Tornando indietro alle manovre 2015, va segnalato l’impatto generazionale della politica di assunzioni nella scuola, avvenuta in due tempi: la regolarizzazione dei precari con l’assorbimento delle graduatorie a esaurimento (circa 150mila, prima fase della Buona scuola) e il concorso dell’anno successivo (63mila posti). L’età media della prima infornata era molto alta, per forza di cose: le graduatorie si erano riempite e consolidate negli anni, portando a un’età media di 43 anni, con quasi il 20 per cento dei nuovi assunti over 50.

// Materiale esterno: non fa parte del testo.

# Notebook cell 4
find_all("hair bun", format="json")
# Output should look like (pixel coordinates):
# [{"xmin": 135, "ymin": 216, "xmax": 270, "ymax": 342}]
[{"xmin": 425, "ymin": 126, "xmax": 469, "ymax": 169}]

Il successivo concorso era destinato a “svecchiare” la scuola (ultimamente l’Ocse ha notato che la nostra classe insegnante è la più vecchia di tutti i paesi membri), ma in virtù dei requisiti per la partecipazione e della selezione avvenuta, ha visto un’età media dei partecipanti sui 39 anni e – secondo le prime stime – quella dei vincitori più alta, sui 45 anni.
Il perno e simbolo della manovra dell’anno successivo, ossia l’abolizione totale della tassa sulla prima casa prevista nella legge di stabilità per il 2016, è invece marcatamente favorevole ai più anziani. Se si guardano le famiglie proprietarie dell’abitazione in cui vivono per età del capofamiglia, si va da un minimo del 43,9 per cento tra gli under 34, salendo al 56,5 per cento per quelli tra i 35 e i 44 anni, fino al 75-76 per cento della fascia d’età che va oltre i 55 anni. Ma in questi dati (Bankitalia, Indagine sui bilanci delle famiglie) contano solo i giovani che una famiglia l’hanno formata, non tengono conto di quanti vivono ancora a casa con i genitori: quota salita nell’ultima rilevazione Istat al 62 per cento dei giovani tra i 18 e i 34 anni. Nella politica della casa, almeno quella fiscale, non paiono esserci dubbi sulla redistribuzione a favore dei più anziani: mentre di altre manovre di politica abitativa per ora non c’è traccia, stavolta neanche una promessa di “fase due”.